Portrait

Enzo Loiodice, « un joueur façon Barça »

22/11/2018 à 17:09

Il aura tout juste 18 ans, mardi 27 novembre prochain lors de cette année 2018, qui aura été l’année de toutes les réussites pour lui. Enzo Loiodice, milieu de terrain, a connu son premier match en professionnel du côté de Dijon, face à Bordeaux le 28 avril dernier. Lundi il était titulaire lors de la victoire des U20 de l’équipe de France face à la Norvège, le seul de la génération 2000. Entre temps, il a obtenu son Bac S, signé son premier contrat pro de trois ans, et s’est imposé au sein de l’effectif dijonnais lors de cette première partie de saison. Tout ça, à tout juste 17ans…

« Enzo est quelqu’un de très mature, qui ne fait pas son âge. C’est vraiment rare pour de jeunes joueurs comme lui. » Ces mots sont signés de Grégory Peres, actuel entraîneur de la réserve de Dijon, qui l’a eu sous son aile en U19. Tous ceux qui l’ont vu grandir et jouer au football sont unanimes, c’est quelqu’un de très intelligent. Son ex-entraîneur poursuit dans ce sens : « C’est un joueur qui se distingue par son intelligence et sa qualité technique. C’est surtout dans ces deux domaines qu’il est au-dessus. Sa grande force, c’est de tout anticiper, il ne se fait jamais surprendre, et je pense que c’est pour cette raison, qu’il réalise un bon début de championnat avec les professionnels. »

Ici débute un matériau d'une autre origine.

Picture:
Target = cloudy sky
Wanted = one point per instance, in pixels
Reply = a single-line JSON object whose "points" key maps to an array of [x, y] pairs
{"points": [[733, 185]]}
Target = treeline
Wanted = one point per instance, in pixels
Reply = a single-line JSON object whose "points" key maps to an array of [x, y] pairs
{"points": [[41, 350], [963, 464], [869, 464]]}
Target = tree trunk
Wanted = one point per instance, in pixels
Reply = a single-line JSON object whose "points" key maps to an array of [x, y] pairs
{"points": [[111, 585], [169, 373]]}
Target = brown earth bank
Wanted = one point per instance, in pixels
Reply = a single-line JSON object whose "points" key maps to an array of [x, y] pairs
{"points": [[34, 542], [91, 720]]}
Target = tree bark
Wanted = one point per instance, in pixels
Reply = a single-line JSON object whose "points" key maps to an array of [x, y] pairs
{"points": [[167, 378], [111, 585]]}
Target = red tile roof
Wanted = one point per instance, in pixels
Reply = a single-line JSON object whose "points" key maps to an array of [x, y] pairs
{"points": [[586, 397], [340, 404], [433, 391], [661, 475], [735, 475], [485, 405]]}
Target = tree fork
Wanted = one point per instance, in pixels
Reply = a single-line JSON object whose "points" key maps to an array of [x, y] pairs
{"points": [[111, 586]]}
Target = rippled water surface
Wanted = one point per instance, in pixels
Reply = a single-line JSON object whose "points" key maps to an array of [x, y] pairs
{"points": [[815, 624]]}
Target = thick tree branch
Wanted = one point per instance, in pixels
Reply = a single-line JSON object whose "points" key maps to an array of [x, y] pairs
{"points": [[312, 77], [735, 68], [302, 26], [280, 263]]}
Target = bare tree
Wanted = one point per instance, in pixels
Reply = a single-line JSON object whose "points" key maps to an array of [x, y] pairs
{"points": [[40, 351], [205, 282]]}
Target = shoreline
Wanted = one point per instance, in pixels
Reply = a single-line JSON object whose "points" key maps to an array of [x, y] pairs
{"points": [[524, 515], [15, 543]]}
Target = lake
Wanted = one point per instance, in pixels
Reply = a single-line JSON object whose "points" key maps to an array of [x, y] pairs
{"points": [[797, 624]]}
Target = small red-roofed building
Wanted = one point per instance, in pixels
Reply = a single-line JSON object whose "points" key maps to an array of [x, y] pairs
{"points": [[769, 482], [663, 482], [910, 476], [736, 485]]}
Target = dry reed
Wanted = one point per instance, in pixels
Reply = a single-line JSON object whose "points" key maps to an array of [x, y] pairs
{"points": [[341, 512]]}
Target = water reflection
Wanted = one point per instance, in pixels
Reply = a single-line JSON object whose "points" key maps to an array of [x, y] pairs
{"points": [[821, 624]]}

Ses premières minutes en Ligue 1 à Bordeaux

Il ne s’est jamais fait surprendre, sauf peut-être une fois… pour son premier entraînement avec les pros. Grégory Peres se souvient de ce moment : « Enzo était arrivé en avance pour s’entraîner avec les U19, il avait prévu d’aller à la musculation. Mais le groupe pro avait beaucoup de blessés, et il manquait un joueur. Je suis allé le chercher pour lui dire qu’il allait s’entraîner avec eux. Il ne s’y attendait vraiment pas. Pour la première fois, je l’ai senti perturbé avec un regard plein d’interrogations. C’est la première fois qu’il n’avait pas un coup d’avance. Mais à l’arrivée Enzo s’en est bien sorti, et quand on voit là ou ça l’a mené… » Le jeune milieu de terrain gaucher a profité de cette fin d’exercice 2017/2018, et d’un grand nombre de blessés pour jouer quatre matchs, et grappiller du temps de jeu, alors que le maintien était déjà acquis. Sa première apparition à Bordeaux (1-3 le 28 Avril), comme il a pu le confier à nos confrères de So Foot, « je m’en souviendrais toujours. J’ai essayé de faire ce que je sais faire, sans en rajouter. Pour moi, c’était déjà extraordinaire de jouer en Ligue 1. » Une fin de saison 2017-2018 qui a débouché sur un début 2018/2019 fructueux. Pour Stéfano Mazzolini qui l’a eu, en U17 du côté de Dijon, cette réussite actuelle du joueur n’a rien d’étonnant : « On s’aperçoit qu’il a su saisir sa chance. C’est sa qualité, même si on lui donne peu de minutes, il va les jouer à fond, et il a tout compris. Il a constamment envie de progresser, en regardant vers le haut. C’est vraiment fort à son âge, d’avoir mis tous les moyens de son côté, pour réussir. »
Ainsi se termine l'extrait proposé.